The UK government is currently running a survey to elicit ideas on how it should update data.gov.uk. As one of the oldest such portals, despite various stages of evolution and upgrade, it is, unsurprisingly, showing signs of age. Yesterday’s blog post by Owen Boswarva offers a good summary of the kind of issues that arise when considering the primary and secondary functions of a data portal. Boswarva emphasizes the need for discovery metadata (title, description, issue date, subject matter etc.) which is certainly crucial, but so too is structural metadata (use our Tabular Metadaata standards to describe your CSV, for example), licensing information, the use of URIs as identifiers for and within datasets, information about the quality of the data, location information, update cycle, contact point, feedback loops, usage information and more.
It’s these kind of questions that gave rise to the Data on the Web Best Practices WG whose primary document is now at Candidate Recommendation.

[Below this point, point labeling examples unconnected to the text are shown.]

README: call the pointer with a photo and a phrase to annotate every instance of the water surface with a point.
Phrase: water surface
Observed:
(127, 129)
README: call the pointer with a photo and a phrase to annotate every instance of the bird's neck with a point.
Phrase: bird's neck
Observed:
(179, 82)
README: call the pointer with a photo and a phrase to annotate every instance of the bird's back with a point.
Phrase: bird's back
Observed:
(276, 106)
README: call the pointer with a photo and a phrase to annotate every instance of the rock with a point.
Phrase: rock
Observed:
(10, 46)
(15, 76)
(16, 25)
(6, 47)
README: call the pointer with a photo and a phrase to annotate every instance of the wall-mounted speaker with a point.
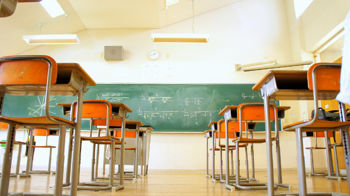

We need help from the likes of Owen Boswarva and data.gov.* portals around the world to help us gather evidence of implementation of course. The work is part of a bigger picture that includes two ancillary vocabularies that can be used to provide structured information about data quality and dataset usage, the outputs of the Spatial Data on the Web Working Group, in which we’re collaborating with fellow standards body OGC, and the Permissions and Obligations Expression WG that is developing machine readable license terms and more, beginning with the output of the ODRL Community Group.
A more policy-oriented view is provided by a complementary set of Best Practices developed by the EU-funded Share-PSI project. It was under the aegis of that project that the role of the portal was discussed at great length at a workshop I ran back in November last year. That showed that a portal must be a lot more than a catalog: it should be the focus of a community.
Last year’s workshop took place a week after the launch of the European Data Portal, itself a relaunch in response to experience gained through running earlier versions. One of the aims of that particuilar portal is that it should act as a gateway to datasets available throughout Europe. That implies commonly agreed discovery metadata standards for which W3C Recommends the Data Catalog Vocabulary, DCAT. However, it’s not enough. What profile of DCAT should you use? The EU’s DCAT-AP is a good place to start but how do you validate against that? Enter SHACL for example.
Those last points highlight the need for further work in this area which is one of the motivations for the Smart Descriptions & Smarter Vocabularies (SDSVoc) workshop later this year that we’re running in collaboration with the VRE4EIC project. We also want to talk in more general terms about vocabulary development & management at W3C.
Like any successful activity, if data is to be discoverable, usable, useful and used, it needs to be shared among people who have a stake in the whole process. We need to think in terms of an ecosystem, not a shop window.